Wind blowing through this makeshift shelter. Mary with hair stuck to her wet with perspiration forehead. She probably didn't look particularly glorious after all the efforts of labour. Jesus probably wasn't washed (could they find any water in the middle of the night?), the smell of the animals must not have been pleasant. My favourite screen adaptation of the Christmas story is The Nativity series from 2010. I think it is beautiful how honest and human this particular adaptation is: with Joseph being utterly confused by the events over the nine months until the Holy Night of Christmas, Mary scared by the prospect of giving birth on a dirty floor and those faithful shepherds adoring their King. 

The Nativity by Gari Melchers, 1891
The reason why I want to think about the Christmas Night as an utterly messy affair is because in all this mess, improvised solutions and less than ideal circumstances, God was there! Christ has come into this mess. And as He has come into the mess in Bethlehem over two thousands years ago, so He comes into the mess of our lives today. He doesn't mind that we are not quite ready, that we haven't quite tidied up all those bits that should have got tidies up years ago, that we are in less than presentable outfit, that our house in not warmed up enough and that we haven't got anything to welcome Him with.
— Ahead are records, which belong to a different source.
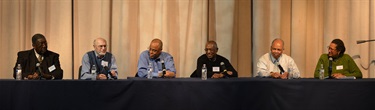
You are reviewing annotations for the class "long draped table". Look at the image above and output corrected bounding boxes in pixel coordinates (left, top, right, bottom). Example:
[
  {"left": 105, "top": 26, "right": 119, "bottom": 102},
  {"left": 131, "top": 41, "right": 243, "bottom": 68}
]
[{"left": 0, "top": 78, "right": 375, "bottom": 110}]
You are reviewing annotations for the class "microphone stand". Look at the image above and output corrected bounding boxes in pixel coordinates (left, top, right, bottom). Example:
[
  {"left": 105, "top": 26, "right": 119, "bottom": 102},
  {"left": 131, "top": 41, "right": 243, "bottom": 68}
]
[
  {"left": 357, "top": 39, "right": 375, "bottom": 44},
  {"left": 352, "top": 39, "right": 375, "bottom": 70}
]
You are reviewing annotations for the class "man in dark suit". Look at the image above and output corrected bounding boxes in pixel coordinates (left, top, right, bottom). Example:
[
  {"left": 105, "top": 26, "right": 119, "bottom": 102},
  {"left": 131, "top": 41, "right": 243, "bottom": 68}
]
[
  {"left": 13, "top": 34, "right": 63, "bottom": 80},
  {"left": 190, "top": 41, "right": 238, "bottom": 78}
]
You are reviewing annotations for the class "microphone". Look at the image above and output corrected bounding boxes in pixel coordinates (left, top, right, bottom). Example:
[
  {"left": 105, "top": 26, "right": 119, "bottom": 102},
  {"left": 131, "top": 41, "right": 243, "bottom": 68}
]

Jesus comes into my life every day, even though I am an terrible sinner and I stumble every day. But He wants to be with me in my mess. He wants to sanctify my mess. He wants to make me Holy, so that I can start dealing with my mess one thing at a time. I might never finish this task. But by the grace of God I might be able to sweep some dust from the floor of the stable and maybe even wipe Mary's forehead.

Christmas is such a grace, such a blessed time. God becomes one of us, so that we can become the sons and daughters of God. With our messy lives, unfinished businesses, relationships tangled with lack of love. He has come! He is God with Us, Emmanuel. Let Him into your chaos and let Him do wonders.